Ancrer la vie sans tabac en tant que norme

Les programmes scolaires traitant spécifiquement du tabagisme ont pour objectif d'informer correctement les jeunes sur les risques du tabagisme et de les renforcer dans leur volonté de mener une vie libre, sans dépendance à la cigarette.

Le concours européen "Smokefree Class" organisé dans 21 pays d'Europe et aux Emirats Arabes Unis, est un exemple type de programme scolaire. Il poursuit deux objectifs :

  • prévenir ou retarder l'âge de la première cigarette;
  • motiver les jeunes qui ont déjà fait des expériences à y mettre fin avant de devenir des fumeurs réguliers.
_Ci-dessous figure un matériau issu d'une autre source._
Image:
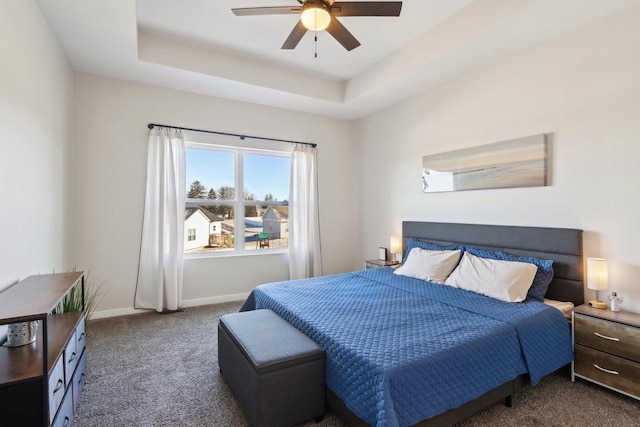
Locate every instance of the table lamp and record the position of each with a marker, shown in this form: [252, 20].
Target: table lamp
[597, 279]
[395, 247]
Le groupe d'âge visé est celui des 11 - 14 ans. Le concours confirme les jeunes dans leur intention de mener une vie sans tabac plutôt que de les prévenir simplement contre le tabagisme. Les prix tirés au sort permettent de récompenser les efforts accomplis par les classes qui sont restées avec succès six mois sans fumer. Ainsi, la vie sans tabac est confirmée en tant que norme parmi les jeunes. En Suisse, ce concours s'appelle "Expérience non-fumeur" (pour d'autres informations : voir le site Opens internal link in current window"Experiment Nichtrauchen").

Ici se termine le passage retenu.